Upper left: error estimates for the variable coefficient elastic wave problem. Counterclockwise from the upper right: evolution of \(\sigma _{xx}\)

4 Conclusion

In conclusion, we have developed and applied dissipative discontinuous Galerkin difference operators for first order linear hyperbolic systems. We demonstrate that high accuracy can be obtained and that the time step stability constraints depend mildly on the method order. Besides testing the method in more complex geometries as in [21], there are two avenues for improvement which we plan to consider in future work.
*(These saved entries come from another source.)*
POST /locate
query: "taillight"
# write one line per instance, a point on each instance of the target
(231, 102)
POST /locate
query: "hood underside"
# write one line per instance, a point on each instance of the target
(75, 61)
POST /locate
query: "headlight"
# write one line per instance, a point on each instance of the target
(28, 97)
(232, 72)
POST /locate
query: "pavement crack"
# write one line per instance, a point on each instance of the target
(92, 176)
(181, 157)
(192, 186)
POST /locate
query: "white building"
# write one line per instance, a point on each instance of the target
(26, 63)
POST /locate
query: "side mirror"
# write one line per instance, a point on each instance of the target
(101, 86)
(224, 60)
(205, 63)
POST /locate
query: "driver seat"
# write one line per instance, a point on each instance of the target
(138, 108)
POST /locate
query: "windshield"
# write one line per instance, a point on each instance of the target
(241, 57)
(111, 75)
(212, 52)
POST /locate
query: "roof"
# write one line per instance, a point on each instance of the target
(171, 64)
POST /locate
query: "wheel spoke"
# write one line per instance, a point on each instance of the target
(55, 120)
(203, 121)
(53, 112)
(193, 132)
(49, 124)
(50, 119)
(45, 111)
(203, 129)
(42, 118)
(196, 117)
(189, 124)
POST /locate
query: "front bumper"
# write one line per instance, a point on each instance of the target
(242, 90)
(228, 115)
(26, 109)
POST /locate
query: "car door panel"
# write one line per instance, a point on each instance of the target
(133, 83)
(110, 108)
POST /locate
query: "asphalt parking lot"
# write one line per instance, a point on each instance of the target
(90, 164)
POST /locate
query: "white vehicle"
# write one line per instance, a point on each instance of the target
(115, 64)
First, it may be possible to reduce the accuracy limitations and growth of the spectrum of the derivative matrices at high order by incorporating the grid stabilization techniques introduced for standard difference operators in [18, 19]. Second, it should be possible to increase the accuracy using the post-processing techniques proposed in [14, 24].